Bertabur Unsur Kekerasan, Tayangan Animasi SpongeBob SquarePants Dapat Sanksi Tegas dari KPI


SURATKABAR.ID – Komisi Penyiaran Indonesia (KPI) melayangkan teguran tertulis kepada 14 program yang disiarkan televisi dan juga radio pada Kamis (5/9) lalu. Salah satunya adalah ‘Big Movie Family: The SpongeBob SquarePants Movie’ yang ditayangkan di GTV pada 6 Agustus lalu.

Wakil Ketua KPI Pusat Mulyo Hadi Purnomo, seperti dilansir dari Kompas.com pada Minggu (15/9/2019), mengatakan, ada beberapa adegan dalam tayangan animasi SpongeBob SquarePants tersebut yang diiklaim mengandung unsur kekerasan.

“Selain itu ditemukan pula pada 22 Agustus 2019 mulai pukul 15.06 terdapat adegan melempar kue tart ke muka dan memukul menggunakan kayu,” kata Mulyo Hadi Purnomo ketika dimintai konfirmasi, pada Minggu (15/9).

KPI menilai, program tersebut telah melanggar aturan Pedoman Perilaku Penyiaran dan Standar Program Siaran (P3-SPS) KPI Tahun 2012.

Lebih rinci, Mulyo menjelaskan, adegan-adegan tersebut terbukti melanggar P3 Pasal 14 Ayat 2 yang berkaitan dengan perlindungan kepada anak. Selain itu juga Pasal 21 Ayat 1 tentang penggolongan program siaran.

Baca Juga: Nyeleneh, Mahasiswa Pekanbaru Ini Bikin Skripsi tentang Spongebob

Tayangan tersebut juga dikatakan Mulyo, melanggar SPS Pasal 15 Ayat 1 terkait dengan perlindungan anak-anak dan remaja serta Pasal 37 Ayat 4 Huruf A tentang klasifikasi R.

Kepada penanggung jawab program, KPI telah memberikan sanksi berupa teguran. “Sesuai UU teguran tertulis karena baru sekali ditemukan pada program tersebut,” ujar Mulyo.

Tak hanya animasi SpongeBob SquarePants, KPI juga memberikan sanksi pada 13 program lainnya yang merupakan progeam siaran jurnalistik, yakni ‘Borgol’ GTV, ‘Ruqyah’ Trans 7, ‘Rahasia Hidup’ ANTV, ‘Rumah Uya’ Trans 7, dan ‘Obsesi’ GTV.

Selanjutnya ada promo film ‘Gundala’ TV One, ‘Ragam Perkara’ TV One, ‘DJ Sore’ Gen FM, ‘Heits Abis’ Trans 7, ‘Headline News’ Metro TV, ‘Centhini’ Trans TV, ‘Rumpi No Secret’ Trans TV, dan terakhir ada ‘Fitri’ ANTV.

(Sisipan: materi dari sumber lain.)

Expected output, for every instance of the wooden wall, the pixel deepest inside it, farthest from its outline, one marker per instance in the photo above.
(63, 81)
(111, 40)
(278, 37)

KPI menemukan bermacam-macam jenis pelanggaran yang dilakukan oleh program-program tersebut. Mulai dari adanya muatan kekerasan, adegan kesurupan, adegan horor, pemanggilan arwah, hingga konflik pribadi.

Selain itu juga ditemukan adanya dialog dan gerakan-gerakan tak pantas, ungkapan kasar, penayangan identitas pelaku pelecehanseksual, adegan berbahaya, privasi, dan pelecehan terhadap status kelompok tertentu.

Juga ditemukan adegan kesurupan, penampakan menyeramkan, hingga proses pemanggilan arwah di luar jam tayang yang telah disesuaikan. Hal tersebut dinilai bertentangan dengan SPS terkait pelanggaran program supranatural, horor, dan mistik.